In a new report out of Illinois-based consulting firm Kaufman Hall, 66 percent of hospital and health system leaders say they see consumerism as a strategic priority. And yet, only about 23 percent of respondents believe they have the insights to take action and implement such a strategy.

Consumers aren’t waiting around for that plan to come together; they’re already looking to compare prices or schedule a same-day, after-hours appointment to see a doctor. Paul Crnkovich, a managing director with Kaufman Hall, likens it to planes taking off while the runways are still being built.

Any number of barriers might be to blame: clinicians’ resistance to change, competing priorities or challenges in gathering the right data. But Crnkovich says consumerism should be one of the primary factors shaping everything your hospitals does, from strategic planning to site selection.

“I hope it’s a wake-up call in the sense that this is one more pressure that’s impacting the business, but it’s not something to fear,” he says. “It’s actually something that can help hospitals differentiate themselves in establishing a meaningful point of difference in the marketplace.

“There’s always going to be a role for the traditional provider-side system. That’s how most of our health care is delivered and, just like any other product that’s seen success, it’s about understanding who is my audience, what do they want and how do I ... meet their needs better than the competition?” Crnkovich adds.

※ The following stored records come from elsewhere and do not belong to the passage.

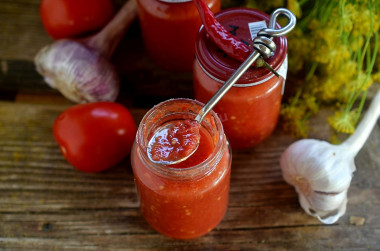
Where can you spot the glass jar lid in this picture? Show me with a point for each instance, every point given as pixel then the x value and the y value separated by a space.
pixel 237 21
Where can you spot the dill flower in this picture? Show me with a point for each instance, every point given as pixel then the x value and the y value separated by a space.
pixel 332 60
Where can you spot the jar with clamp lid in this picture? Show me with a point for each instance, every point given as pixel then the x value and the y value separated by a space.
pixel 250 110
pixel 169 29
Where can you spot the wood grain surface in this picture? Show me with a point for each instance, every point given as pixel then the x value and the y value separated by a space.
pixel 46 204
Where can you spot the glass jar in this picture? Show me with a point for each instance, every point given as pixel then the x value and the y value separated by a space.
pixel 188 199
pixel 249 111
pixel 169 29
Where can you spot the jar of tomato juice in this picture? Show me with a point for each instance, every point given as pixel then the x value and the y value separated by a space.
pixel 169 29
pixel 250 109
pixel 188 199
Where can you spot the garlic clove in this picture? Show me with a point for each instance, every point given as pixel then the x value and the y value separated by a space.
pixel 316 207
pixel 321 174
pixel 80 74
pixel 325 167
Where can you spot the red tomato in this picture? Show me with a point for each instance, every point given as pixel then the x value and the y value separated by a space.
pixel 95 136
pixel 71 18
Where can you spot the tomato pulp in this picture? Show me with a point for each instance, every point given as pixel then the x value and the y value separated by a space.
pixel 169 30
pixel 175 141
pixel 249 110
pixel 188 199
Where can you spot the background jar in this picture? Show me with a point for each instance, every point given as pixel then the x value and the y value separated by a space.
pixel 182 201
pixel 169 29
pixel 250 109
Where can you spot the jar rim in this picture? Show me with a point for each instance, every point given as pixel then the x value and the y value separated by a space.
pixel 144 134
pixel 215 63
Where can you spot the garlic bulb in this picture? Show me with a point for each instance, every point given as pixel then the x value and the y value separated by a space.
pixel 80 74
pixel 80 69
pixel 321 172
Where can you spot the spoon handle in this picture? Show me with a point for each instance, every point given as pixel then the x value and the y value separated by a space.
pixel 264 46
pixel 227 85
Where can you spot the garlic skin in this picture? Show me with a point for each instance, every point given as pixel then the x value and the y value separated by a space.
pixel 321 172
pixel 80 74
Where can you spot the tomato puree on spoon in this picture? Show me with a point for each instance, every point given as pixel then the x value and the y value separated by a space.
pixel 175 141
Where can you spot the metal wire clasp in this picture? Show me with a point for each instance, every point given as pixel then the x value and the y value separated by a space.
pixel 263 42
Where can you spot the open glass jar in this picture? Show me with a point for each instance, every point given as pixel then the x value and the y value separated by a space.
pixel 169 29
pixel 188 199
pixel 250 109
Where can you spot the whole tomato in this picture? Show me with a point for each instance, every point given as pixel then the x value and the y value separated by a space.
pixel 71 18
pixel 95 136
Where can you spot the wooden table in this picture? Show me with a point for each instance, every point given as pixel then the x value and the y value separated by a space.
pixel 45 204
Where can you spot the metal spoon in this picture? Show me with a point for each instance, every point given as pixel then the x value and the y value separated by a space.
pixel 264 46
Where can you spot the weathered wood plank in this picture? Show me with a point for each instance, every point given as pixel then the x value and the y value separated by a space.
pixel 45 204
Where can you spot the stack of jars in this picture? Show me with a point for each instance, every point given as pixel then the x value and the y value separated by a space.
pixel 189 199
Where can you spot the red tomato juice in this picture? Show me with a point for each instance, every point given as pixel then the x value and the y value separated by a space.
pixel 185 209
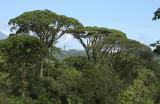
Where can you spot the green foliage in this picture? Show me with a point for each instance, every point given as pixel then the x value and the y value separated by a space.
pixel 142 89
pixel 115 69
pixel 45 24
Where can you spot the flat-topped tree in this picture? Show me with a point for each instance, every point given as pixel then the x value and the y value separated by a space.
pixel 90 37
pixel 46 25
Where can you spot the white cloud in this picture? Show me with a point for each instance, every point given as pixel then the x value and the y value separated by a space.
pixel 4 28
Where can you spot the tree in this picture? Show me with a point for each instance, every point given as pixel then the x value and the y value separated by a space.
pixel 46 25
pixel 23 55
pixel 142 90
pixel 89 37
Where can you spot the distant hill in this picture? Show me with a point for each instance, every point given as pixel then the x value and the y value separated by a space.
pixel 71 52
pixel 2 35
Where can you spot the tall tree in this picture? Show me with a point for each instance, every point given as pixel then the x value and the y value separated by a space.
pixel 23 55
pixel 45 24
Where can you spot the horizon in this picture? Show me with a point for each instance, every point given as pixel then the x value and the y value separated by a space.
pixel 131 17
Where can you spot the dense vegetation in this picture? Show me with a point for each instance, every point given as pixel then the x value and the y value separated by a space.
pixel 112 69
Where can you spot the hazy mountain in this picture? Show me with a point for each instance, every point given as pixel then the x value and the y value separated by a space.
pixel 71 52
pixel 2 35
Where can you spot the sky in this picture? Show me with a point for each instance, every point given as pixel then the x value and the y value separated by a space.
pixel 133 17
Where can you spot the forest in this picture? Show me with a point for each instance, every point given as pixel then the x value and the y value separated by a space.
pixel 112 69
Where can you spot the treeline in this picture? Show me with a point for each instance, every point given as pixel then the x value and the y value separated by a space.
pixel 114 69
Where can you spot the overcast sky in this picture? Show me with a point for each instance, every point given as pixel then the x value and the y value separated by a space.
pixel 134 17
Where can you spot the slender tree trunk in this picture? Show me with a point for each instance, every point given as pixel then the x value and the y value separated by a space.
pixel 41 70
pixel 24 80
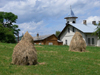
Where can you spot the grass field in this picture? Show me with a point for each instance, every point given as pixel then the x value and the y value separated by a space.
pixel 53 60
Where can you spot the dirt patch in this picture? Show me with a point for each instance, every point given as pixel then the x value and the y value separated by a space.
pixel 38 46
pixel 42 63
pixel 48 51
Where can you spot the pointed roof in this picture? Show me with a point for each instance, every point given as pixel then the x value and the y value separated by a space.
pixel 71 14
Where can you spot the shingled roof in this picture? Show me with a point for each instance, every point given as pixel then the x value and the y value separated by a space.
pixel 90 28
pixel 42 37
pixel 71 14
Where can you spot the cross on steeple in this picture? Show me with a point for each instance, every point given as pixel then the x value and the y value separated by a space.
pixel 71 18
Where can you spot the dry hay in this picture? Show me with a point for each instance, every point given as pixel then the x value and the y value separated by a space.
pixel 77 43
pixel 24 52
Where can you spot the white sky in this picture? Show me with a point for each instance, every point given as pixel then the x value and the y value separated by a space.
pixel 47 16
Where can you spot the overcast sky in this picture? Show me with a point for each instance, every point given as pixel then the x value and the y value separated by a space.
pixel 47 16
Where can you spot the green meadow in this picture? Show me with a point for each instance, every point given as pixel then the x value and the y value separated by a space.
pixel 53 60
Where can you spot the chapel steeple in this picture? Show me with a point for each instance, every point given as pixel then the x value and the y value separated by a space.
pixel 71 18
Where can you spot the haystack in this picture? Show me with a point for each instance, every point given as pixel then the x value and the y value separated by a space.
pixel 24 52
pixel 77 43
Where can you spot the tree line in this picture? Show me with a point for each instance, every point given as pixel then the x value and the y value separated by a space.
pixel 8 30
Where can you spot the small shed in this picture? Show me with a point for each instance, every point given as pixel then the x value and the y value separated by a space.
pixel 47 40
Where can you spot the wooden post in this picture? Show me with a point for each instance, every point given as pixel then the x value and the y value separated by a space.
pixel 18 37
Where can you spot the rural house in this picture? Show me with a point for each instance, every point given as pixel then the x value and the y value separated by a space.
pixel 47 40
pixel 85 29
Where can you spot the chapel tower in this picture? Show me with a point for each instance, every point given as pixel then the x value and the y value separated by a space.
pixel 71 18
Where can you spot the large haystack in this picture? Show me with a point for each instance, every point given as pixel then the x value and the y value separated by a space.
pixel 77 43
pixel 24 52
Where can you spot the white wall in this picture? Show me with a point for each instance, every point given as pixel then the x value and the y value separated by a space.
pixel 68 36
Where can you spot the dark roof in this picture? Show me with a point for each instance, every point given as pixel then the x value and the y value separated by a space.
pixel 90 28
pixel 71 15
pixel 42 37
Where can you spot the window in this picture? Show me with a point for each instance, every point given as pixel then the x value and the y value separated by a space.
pixel 39 43
pixel 92 40
pixel 69 30
pixel 66 42
pixel 89 41
pixel 73 21
pixel 73 29
pixel 67 21
pixel 50 43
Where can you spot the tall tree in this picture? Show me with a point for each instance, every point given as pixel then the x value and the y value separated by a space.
pixel 7 19
pixel 97 32
pixel 57 33
pixel 7 29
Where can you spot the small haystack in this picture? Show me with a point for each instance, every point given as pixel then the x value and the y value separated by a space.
pixel 77 43
pixel 24 52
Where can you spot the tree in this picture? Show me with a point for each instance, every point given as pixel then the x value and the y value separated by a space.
pixel 57 33
pixel 6 35
pixel 97 32
pixel 7 19
pixel 7 29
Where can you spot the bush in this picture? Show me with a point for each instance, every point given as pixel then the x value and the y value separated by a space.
pixel 6 35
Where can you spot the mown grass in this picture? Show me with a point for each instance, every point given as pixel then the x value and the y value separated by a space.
pixel 53 60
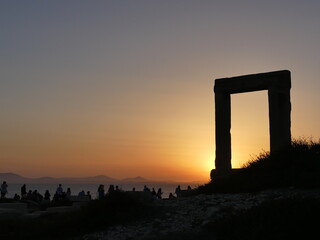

In its report, "2016 State of Consumerism in Health Care: The Words Don’t Match the Pictures," Kaufman Hall offers four key areas on which hospital leaders can focus to drive their consumerism strategy:

  1. Organizational alignment: Ensure that consumerism is a clear C-suite priority and establish a clear link to your hospital’s strategic and business-unit goals.
  2. Content: Develop foundational information about health care consumers, competition and your marketplace. Dive into any key competitive issues and measure performance, using such data for improvement.
  3. Capability: Start with a small team and build out your organization’s analytical capabilities to develop, prioritize and utilize consumer insights.
  4. Data and IT: Audit your current data, determining where it resides and who “owns” it, and begin building out a data infrastructure. That includes establishing dashboards and tracking performance metrics.

Some of this may seem daunting, especially for a small hospital with no staff dedicated to these transformation efforts. But Crnkovich believes it’s all about starting small and focusing on the fundamentals, and the rest will take care of itself.

“Pick one or two initiatives and say ‘I’m going to focus my consumer understanding on that area because I know it will have a systemwide impact, or at least it will make a difference,’ ” he says. “And then, start to put in place some of the fundamentals that will allow me to drive growth long term.”